Participation of Amyloid and Tau Protein in Neuronal Death and Neurodegeneration after Brain Ischemia

Abstract

Current evidence indicates that postischemic brain injury is associated with the accumulation of folding proteins, such as amyloid and tau protein, in the intra- and extracellular spaces of neuronal cells. In this review, we summarize protein changes associated with Alzheimer's disease and their gene expression (amyloid protein precursor and tau protein) after brain ischemia, and their roles in the postischemic period. Recent advances in understanding the postischemic mechanisms in development of neurodegeneration have revealed dysregulation of amyloid protein precursor, α-, β- and γ-secretase and tau protein genes. Reduced expression of the α-secretase gene after brain ischemia with recirculation causes neuronal cells to be less resistant to injury. We present the latest data that Alzheimer's disease-related proteins and their genes play a crucial role in postischemic neurodegeneration. Understanding the underlying processes of linking Alzheimer's disease-related proteins and their genes in development of postischemic neurodegeneration will provide the most significant goals to date for therapeutic development.

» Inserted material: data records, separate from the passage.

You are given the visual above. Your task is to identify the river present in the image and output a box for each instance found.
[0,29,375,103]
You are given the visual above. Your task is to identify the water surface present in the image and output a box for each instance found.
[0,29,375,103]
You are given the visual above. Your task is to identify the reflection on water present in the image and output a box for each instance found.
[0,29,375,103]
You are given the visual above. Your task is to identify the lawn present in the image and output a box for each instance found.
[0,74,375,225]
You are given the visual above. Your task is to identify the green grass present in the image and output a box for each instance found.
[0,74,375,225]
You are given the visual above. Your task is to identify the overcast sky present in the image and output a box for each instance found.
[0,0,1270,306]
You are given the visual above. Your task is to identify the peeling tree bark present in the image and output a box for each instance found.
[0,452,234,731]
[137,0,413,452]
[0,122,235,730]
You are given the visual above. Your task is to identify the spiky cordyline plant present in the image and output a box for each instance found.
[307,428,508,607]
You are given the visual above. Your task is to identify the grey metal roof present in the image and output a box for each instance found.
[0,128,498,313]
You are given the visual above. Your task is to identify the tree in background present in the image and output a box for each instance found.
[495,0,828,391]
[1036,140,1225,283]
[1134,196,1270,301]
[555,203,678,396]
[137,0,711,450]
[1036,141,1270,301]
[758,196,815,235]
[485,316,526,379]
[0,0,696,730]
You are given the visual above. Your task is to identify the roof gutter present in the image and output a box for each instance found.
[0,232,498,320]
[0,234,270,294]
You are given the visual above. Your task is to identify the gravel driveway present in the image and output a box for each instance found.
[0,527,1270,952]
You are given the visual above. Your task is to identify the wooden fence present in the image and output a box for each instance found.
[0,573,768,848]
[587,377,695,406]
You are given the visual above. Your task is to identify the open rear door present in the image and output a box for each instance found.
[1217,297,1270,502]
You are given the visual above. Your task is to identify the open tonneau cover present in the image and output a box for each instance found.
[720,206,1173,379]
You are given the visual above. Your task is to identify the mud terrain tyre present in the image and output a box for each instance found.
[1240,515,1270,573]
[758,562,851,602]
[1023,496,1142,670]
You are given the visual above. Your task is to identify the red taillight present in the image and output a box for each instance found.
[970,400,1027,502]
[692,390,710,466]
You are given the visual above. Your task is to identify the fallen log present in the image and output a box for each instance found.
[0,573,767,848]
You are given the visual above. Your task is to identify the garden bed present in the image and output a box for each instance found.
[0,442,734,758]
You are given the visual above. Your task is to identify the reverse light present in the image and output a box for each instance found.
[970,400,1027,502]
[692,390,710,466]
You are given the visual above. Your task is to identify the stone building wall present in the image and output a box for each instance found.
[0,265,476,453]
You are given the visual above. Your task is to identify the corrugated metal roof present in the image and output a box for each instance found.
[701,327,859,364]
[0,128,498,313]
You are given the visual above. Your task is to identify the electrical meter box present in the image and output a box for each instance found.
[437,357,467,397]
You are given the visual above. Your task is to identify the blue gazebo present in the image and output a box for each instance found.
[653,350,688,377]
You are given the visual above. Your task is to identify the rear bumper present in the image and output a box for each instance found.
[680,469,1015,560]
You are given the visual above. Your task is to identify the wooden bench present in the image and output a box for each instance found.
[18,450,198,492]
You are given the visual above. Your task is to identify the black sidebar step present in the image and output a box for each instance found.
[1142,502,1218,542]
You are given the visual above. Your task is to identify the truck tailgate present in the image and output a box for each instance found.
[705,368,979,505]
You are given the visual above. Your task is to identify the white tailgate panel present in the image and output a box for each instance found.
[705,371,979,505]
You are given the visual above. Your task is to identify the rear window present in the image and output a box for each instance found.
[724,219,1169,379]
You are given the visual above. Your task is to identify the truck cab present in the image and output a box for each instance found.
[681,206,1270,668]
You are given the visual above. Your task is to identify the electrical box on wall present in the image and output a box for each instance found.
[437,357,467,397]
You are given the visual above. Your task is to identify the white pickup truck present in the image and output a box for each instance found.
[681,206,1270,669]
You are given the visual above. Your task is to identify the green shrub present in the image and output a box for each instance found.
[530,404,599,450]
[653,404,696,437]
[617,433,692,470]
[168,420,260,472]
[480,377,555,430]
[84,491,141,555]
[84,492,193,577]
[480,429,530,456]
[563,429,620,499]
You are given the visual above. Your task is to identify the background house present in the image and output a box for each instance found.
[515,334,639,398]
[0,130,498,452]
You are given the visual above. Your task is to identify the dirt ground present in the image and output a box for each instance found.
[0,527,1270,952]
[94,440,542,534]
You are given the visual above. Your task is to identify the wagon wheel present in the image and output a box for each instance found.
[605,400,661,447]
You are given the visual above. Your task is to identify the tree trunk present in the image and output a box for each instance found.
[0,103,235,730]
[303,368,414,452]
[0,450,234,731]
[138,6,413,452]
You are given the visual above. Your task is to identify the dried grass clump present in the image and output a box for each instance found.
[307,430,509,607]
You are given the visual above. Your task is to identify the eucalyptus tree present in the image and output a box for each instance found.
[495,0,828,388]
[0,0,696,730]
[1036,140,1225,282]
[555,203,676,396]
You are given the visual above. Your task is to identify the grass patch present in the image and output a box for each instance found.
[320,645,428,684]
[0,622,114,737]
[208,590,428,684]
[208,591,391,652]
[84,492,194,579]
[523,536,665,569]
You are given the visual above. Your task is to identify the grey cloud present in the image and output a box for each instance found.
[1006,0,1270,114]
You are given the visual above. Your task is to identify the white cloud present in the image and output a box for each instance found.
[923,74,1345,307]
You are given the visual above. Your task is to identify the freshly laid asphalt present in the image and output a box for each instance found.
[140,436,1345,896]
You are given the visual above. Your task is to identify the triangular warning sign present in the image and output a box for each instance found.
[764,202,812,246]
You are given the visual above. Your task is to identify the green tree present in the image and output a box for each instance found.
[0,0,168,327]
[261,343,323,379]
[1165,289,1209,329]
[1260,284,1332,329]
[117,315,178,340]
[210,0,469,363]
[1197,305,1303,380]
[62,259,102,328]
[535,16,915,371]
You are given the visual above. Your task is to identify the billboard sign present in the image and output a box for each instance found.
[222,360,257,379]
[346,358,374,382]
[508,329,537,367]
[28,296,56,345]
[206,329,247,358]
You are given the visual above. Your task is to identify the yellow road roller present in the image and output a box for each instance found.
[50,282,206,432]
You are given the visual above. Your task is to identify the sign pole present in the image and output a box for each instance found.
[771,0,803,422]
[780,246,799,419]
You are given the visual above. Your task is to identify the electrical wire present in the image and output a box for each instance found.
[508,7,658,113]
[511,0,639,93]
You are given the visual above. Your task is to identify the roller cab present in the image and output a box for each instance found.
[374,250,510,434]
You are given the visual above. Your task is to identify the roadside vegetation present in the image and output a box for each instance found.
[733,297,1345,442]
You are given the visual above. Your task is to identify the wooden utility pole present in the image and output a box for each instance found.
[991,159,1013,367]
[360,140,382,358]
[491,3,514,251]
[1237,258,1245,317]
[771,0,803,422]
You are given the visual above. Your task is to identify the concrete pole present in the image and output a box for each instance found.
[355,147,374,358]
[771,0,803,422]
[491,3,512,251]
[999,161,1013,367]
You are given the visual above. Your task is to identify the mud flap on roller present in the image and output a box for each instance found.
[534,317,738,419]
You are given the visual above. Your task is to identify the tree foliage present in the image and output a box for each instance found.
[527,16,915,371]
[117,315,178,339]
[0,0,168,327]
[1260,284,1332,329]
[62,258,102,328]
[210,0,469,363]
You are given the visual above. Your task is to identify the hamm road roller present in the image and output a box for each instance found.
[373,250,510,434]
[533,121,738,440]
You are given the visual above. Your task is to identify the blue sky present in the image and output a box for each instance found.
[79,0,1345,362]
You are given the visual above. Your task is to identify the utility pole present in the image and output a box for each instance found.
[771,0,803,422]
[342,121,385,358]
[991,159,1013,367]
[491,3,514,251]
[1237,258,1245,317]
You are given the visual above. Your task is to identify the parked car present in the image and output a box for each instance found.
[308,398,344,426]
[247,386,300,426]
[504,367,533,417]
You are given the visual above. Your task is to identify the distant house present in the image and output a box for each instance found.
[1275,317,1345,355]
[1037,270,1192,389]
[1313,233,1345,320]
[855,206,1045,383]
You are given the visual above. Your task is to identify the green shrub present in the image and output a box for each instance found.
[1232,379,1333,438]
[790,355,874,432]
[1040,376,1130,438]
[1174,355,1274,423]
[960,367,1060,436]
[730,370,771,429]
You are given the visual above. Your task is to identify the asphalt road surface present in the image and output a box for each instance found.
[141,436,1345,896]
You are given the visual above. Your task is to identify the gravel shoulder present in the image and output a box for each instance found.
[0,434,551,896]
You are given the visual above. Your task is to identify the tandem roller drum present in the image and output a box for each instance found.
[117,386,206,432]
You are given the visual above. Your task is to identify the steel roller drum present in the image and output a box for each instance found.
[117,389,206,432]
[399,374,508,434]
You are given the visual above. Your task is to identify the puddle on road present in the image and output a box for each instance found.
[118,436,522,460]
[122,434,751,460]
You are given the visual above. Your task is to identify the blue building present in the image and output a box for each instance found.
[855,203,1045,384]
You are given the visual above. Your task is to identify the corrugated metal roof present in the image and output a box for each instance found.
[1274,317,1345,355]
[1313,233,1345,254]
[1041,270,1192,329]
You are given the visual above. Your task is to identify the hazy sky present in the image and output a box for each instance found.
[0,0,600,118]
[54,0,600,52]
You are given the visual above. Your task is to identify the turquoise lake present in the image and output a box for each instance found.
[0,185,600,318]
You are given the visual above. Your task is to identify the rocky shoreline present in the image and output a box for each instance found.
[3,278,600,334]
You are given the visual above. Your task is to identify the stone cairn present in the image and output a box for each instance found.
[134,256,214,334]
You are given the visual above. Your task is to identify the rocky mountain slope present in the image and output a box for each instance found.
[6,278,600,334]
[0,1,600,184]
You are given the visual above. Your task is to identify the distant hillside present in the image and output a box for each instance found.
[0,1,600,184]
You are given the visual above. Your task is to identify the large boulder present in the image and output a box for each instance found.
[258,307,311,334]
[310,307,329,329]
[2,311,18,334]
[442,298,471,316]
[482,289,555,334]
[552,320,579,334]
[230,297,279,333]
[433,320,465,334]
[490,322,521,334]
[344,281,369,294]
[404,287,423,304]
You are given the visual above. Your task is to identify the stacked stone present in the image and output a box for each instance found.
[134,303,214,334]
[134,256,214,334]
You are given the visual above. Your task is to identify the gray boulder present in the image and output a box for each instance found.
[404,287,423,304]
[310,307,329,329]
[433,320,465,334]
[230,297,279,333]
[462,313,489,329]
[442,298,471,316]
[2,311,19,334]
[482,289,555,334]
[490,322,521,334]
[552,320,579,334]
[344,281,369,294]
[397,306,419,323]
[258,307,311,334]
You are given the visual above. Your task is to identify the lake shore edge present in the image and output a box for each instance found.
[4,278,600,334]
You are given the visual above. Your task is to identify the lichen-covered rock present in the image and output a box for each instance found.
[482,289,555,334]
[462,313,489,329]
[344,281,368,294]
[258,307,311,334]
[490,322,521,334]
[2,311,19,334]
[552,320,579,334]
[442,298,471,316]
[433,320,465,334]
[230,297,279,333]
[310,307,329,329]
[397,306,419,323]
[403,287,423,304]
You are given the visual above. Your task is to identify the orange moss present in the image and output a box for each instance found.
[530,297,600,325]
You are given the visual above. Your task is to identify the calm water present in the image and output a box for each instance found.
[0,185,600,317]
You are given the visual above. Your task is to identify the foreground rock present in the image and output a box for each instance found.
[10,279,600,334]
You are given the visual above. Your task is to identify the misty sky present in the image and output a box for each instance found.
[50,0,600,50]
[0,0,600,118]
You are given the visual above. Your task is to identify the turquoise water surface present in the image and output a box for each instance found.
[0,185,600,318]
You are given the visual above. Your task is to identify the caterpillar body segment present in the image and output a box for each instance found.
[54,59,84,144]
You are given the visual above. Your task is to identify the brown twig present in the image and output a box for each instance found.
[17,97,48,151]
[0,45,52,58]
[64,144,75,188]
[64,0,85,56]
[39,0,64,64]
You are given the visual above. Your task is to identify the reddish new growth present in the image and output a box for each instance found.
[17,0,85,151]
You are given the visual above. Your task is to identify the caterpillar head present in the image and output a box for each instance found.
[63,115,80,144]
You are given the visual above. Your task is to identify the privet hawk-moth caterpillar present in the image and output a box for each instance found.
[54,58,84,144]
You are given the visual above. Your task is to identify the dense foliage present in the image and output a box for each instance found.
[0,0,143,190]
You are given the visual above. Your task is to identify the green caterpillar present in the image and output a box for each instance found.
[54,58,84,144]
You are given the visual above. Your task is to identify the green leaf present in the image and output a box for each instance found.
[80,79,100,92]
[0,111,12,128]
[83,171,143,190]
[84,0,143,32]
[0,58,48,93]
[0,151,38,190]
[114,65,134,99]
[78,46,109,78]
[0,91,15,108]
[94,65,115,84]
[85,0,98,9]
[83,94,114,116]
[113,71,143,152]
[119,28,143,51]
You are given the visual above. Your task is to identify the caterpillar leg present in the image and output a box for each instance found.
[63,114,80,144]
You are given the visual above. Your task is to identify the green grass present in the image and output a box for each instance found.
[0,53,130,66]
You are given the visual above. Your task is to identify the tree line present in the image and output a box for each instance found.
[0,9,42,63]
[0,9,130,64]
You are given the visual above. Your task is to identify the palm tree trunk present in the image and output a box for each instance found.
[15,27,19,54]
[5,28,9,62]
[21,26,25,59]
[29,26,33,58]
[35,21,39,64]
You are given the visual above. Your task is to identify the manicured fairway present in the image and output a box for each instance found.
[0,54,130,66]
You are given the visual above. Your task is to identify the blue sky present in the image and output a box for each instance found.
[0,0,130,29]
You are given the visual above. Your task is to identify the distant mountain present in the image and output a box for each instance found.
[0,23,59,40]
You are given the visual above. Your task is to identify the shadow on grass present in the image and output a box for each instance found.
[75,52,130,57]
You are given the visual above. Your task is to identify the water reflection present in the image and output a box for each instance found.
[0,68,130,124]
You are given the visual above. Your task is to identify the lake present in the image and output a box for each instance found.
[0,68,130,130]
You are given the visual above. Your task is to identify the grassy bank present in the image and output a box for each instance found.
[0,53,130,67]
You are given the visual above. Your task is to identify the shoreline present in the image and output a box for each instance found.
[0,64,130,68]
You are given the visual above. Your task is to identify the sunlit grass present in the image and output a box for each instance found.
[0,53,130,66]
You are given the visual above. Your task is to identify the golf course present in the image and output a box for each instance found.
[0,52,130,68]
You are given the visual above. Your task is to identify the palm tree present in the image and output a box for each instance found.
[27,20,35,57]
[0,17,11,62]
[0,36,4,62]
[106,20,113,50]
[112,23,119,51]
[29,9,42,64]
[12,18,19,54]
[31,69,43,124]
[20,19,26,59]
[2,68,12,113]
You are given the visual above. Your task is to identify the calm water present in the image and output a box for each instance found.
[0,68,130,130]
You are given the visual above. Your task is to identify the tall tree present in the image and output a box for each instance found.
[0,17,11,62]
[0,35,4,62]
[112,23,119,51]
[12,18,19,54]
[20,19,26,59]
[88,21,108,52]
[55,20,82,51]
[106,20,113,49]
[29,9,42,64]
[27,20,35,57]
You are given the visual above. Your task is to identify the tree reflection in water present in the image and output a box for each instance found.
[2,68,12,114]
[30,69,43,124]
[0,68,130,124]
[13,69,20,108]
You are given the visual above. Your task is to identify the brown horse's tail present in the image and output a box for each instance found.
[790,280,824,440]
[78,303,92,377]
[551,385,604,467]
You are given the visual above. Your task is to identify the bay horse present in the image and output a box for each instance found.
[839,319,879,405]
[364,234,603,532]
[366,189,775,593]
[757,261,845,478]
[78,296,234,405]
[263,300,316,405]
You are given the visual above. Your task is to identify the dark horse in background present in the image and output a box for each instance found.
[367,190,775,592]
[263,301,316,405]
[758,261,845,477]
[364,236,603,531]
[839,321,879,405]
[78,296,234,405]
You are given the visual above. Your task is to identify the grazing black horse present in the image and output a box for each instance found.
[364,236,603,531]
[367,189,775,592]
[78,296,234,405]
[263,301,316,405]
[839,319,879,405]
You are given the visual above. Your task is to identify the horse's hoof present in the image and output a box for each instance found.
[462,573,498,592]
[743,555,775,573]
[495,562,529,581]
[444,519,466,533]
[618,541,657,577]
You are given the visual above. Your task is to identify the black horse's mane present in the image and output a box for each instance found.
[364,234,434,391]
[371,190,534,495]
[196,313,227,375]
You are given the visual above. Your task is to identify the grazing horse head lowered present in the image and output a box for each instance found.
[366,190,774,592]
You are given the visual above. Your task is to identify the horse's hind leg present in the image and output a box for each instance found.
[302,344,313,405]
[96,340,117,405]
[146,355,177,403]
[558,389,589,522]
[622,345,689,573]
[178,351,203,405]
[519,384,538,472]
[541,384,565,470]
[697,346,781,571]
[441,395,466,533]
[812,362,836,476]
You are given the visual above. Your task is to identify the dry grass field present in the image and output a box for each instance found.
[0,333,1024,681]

Keywords: amyloid; amyloid plaques; brain ischemia; dementia; genes; neurodegeneration; neurofibrillary tangles; neuronal death; presenilin; secretases; tau protein.

Figure 1

Potential role of amyloid protein precursor gene changes during brain injury due to ischemia-reperfusion. ↑-increase.

Figure 2

Potential role of tau protein gene changes during brain injury due to ischemia-reperfusion. CSF-cerebrospinal fluid, P-tau-phosphorylated tau protein, PHF-paired helical filaments, NFT-like-neurofibrillary tangle-like, NFT-neurofibrillary tangle, Glu.-glutamate, ↑-increase.